その可愛らしい見た目とは裏腹にコイツはとてつもなく恐ろしい技を覚えている。


それは……………




「おっと。その前に…………

ジニア、一応オオタチに頼んであの2体のポケモン押さえといてくれ!」


「あ、あぁ…………」



俺は、ジニアにヌメラとオタマロをなんとかしてくれと頼むとピッピに目配せをする。


狙うのはポケモンたちじゃない。



ポケモンを操る希望の担い手(笑)………ノゾミ・ナカムラ。アイツだ!!



「何を考えてるのかは知らないけど………行ってヌメラ!」


「ぬーめーーーーーー!!」


ここでヌメラのがまんが解かれた。

ヌメラを中心に集まったエネルギーが波動として放たれたのだ。


しかし混乱はさせてあったため、がまんで解き放たれたエネルギーは明後日の方向へと飛んでいく。




「あっ!なにやってんのさヌメラ!」


「ぬっ、ぬめぇ~!」


「ピッピ!とべぇ!!」


ウナギ女とヌメラが揉めている中、ヌメラを踏み台にピッピは高く高く飛び上がる。


目指すはウナギ女。


ピッピもそれを分かってか既に拳にエネルギーをチャージしている。




「ヌメラを踏み台にしたァ!?ていうかちょっと待って!!」


戸惑うウナギ女。

まさかポケモンバトルの最中にポケモンの攻撃の対象になるなんて思ってないだろうからな。




だが…………俺もコイツに凄く腹が立ってるんだ。



何が『ベルトなんて魔法で直せばいい』、だ。


───勇騎さんや俺たちか裏でどれだけ必死に直してるか知らない癖に。




「シビルドン!すぐに終わらせるから我慢しててくれ!


…………ピッピ!あのバカの顔面に………


全力全開で“コメットパンチ”!!」



“コメットパンチ”。

鋼鉄化した拳で敵を殴るはがねタイプの物理攻撃技であり、一定確率で自分の攻撃力を上げる効果がある。


『ポケットモンスタールビー』や『ポケットモンスターサファイア』をプレイした方には恐らくチャンピオンである『ダイゴ』の切り札であるポケモン……『メタグロス』が最も得意とする技と言えばピンと来るのではないだろうか。

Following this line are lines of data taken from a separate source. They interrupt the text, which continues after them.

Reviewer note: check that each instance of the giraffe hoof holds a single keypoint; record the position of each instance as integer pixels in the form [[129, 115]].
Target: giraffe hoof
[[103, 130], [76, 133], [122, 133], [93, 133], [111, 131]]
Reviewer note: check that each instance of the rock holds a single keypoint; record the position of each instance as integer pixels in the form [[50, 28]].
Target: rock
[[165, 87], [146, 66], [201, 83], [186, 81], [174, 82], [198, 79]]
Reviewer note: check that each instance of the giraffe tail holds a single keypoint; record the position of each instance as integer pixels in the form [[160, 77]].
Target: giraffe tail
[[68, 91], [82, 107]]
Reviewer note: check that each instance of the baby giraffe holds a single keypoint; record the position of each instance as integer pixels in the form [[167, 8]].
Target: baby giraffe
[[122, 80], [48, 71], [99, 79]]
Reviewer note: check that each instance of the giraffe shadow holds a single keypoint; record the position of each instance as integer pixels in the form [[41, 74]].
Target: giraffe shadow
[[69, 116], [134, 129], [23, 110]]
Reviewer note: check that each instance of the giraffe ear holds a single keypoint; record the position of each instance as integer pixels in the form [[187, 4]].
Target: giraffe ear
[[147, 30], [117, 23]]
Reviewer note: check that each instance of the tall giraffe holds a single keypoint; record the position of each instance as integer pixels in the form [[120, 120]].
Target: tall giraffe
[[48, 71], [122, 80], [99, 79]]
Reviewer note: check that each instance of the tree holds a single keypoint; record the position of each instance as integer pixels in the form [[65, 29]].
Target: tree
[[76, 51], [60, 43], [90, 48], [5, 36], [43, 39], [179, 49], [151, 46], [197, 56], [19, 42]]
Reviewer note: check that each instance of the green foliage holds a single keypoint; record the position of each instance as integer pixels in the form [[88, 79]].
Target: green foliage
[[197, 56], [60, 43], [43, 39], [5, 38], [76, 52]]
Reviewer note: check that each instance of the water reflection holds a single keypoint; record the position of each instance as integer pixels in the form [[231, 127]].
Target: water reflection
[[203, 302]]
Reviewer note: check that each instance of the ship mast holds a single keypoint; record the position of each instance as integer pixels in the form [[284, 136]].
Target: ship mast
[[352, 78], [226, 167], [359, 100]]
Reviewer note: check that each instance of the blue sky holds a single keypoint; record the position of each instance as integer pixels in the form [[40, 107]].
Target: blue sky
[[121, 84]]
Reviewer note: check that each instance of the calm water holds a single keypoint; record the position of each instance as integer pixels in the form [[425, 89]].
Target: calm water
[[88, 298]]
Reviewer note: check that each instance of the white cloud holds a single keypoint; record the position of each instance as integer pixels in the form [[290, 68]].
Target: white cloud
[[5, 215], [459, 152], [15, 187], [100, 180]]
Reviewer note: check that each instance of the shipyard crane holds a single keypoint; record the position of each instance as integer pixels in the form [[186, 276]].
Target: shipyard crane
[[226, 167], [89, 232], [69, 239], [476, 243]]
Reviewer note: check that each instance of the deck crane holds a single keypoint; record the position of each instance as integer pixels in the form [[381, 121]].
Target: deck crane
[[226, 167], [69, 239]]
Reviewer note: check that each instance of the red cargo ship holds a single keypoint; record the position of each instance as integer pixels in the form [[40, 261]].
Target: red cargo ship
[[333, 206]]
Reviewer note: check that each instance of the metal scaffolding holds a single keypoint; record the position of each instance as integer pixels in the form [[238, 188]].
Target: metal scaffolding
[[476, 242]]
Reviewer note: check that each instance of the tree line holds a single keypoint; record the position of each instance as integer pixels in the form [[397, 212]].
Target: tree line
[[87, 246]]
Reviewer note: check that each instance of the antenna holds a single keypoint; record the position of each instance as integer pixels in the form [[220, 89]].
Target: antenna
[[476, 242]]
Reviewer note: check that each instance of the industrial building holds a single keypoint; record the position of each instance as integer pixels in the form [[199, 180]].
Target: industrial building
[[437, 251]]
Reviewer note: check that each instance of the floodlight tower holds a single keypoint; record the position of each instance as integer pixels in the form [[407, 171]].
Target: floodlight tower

ちなみに俺は………最初に選んだジュカインだけしかレベルあげてなかったからダイゴにたどり着く前にゲンジのボーマンダに焼き殺されまくったのを今でも忘れない。



…………そんなことはどうでもいいとして。





メタグロスのようなイカついポケモンが覚えるなんとも物騒な技をこんな可愛いピッピが覚えるとはなんとも…………





「おらーーーーーーーーーー!!」



………………なんとも不思議である。




もう一度言おう。なんとも不思議である。





「ど"お"し"て"ダ"バ"ン"ブ"ッ!?」


ピッピのコメットパンチはウナギ女の顔面を捉えた。


ドガッという非常に重い音と共に叩き込まれた硬くて重い一撃がウナギ女の顔面に叩き込まれる。

その威力は顔面に拳が文字通りめり込むほどの破壊力。



《Comet Punch!》


「ハハハッ………」


何処からともなく聞こえる技名のコール。

弾丸が撃ち込まれるように空間に刻み込まれる『コメットパンチ』の文字。



ゲームとしての演出なのだろうが、ゲームさながらの爽快感を味わうことができ、更には目の前であまりに滑稽な光景が繰り広げられたんだ。


思わず笑いがこみ上げても仕方ないよね?


あれ?悪役っぽいってか?


そんなまさか…………。


暴力を振るう快感に身を委ねるのは人間としてアウトだが、ウナギ女はもう………殴られても仕方ないだろ、色々とな。



だが、そんな俺の姿を見たジニアは……………





「勝利………


















……お前の方が悪の組織のボス、向いてると思うよ」





「ちょっ!?なんでだよ!?」



なんとも言えない表情でなんとも言えない一言を告げたのであった。




………って!なんで俺が悪の組織のボスに向いてるんだよ!?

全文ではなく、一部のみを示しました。